Q : Vous pensez que vous avez bien vieilli ?
TY : Ma citation favorite de Tom Waits c’est « je souhaite vieillir sans grâce ». Et c’est ce que je fais, c’est tout à fait moi. Je pense que c’est plus facile pour moi mais je souhaite continuer à manquer de grâce, dans la limite du possible (rires)
 
Q : Pourquoi pensez-vous qu’on vous décrive toujours comme quelqu’un d’imprévisible ?
TY : Je ne suis plus aussi changeant qu’avant, ce qui est bien parce que je me serais bousillé si je l’étais toujours.
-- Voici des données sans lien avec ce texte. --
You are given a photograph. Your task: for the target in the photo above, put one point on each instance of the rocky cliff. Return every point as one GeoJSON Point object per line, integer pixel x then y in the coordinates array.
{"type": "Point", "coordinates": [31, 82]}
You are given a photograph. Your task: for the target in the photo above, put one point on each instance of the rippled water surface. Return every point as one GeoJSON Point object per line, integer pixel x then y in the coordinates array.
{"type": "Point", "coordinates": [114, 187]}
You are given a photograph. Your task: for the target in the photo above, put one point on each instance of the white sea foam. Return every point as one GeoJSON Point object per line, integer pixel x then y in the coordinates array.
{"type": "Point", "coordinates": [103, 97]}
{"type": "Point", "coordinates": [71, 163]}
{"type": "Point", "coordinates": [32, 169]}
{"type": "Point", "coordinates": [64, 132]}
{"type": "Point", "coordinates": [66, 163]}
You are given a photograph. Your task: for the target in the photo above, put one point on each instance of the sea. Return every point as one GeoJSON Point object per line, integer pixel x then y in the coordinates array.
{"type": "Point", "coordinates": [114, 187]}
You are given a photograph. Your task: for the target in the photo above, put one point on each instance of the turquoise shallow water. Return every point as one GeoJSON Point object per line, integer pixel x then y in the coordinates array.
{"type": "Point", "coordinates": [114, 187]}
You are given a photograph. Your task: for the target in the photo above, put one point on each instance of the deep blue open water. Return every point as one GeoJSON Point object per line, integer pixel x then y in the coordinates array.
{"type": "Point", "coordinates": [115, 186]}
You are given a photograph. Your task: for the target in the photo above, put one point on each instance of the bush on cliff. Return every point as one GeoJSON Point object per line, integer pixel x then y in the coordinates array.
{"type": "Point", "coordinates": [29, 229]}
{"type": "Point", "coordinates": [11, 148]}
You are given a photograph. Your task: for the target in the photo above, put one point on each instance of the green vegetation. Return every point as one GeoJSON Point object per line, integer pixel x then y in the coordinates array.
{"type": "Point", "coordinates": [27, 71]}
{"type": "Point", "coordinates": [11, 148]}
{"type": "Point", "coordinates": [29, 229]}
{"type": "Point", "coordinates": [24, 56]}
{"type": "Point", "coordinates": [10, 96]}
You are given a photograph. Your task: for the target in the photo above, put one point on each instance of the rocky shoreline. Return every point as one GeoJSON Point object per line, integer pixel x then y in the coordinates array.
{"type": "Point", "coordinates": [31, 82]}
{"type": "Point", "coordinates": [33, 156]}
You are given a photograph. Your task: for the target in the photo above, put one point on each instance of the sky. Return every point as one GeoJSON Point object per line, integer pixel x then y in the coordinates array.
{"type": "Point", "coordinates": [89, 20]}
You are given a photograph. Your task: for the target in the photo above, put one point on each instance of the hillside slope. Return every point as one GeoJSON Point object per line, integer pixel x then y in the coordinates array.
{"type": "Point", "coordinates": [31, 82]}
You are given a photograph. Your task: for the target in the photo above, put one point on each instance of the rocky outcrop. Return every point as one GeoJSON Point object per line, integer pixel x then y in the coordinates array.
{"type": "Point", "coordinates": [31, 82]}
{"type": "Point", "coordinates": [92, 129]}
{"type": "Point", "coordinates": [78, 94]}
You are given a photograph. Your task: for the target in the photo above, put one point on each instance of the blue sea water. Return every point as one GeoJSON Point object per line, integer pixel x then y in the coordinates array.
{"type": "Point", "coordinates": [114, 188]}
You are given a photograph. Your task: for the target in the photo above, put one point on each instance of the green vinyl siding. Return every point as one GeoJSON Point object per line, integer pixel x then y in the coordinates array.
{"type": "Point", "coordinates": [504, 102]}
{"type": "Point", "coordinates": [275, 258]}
Mais je peux encore être un vrai cauchemar.
 
Q : Voici une citation qui pourrait faire une bonne fin. C’est de votre ami Stanley Donwood, à propos de sa série d’œuvres « Lost Angeles » dont est issue la pochette d’AMOK : « Il n’y a pas de futur. Il n’y a que le présent…personne ne s’inquiète beaucoup du présent. » Qu’est-ce qui vous préoccupe le plus aujourd’hui ?
TY : Le présent. Essayer d’être dans le présent pour éviter d’être mal. Ne pas trop penser. Laisser venir.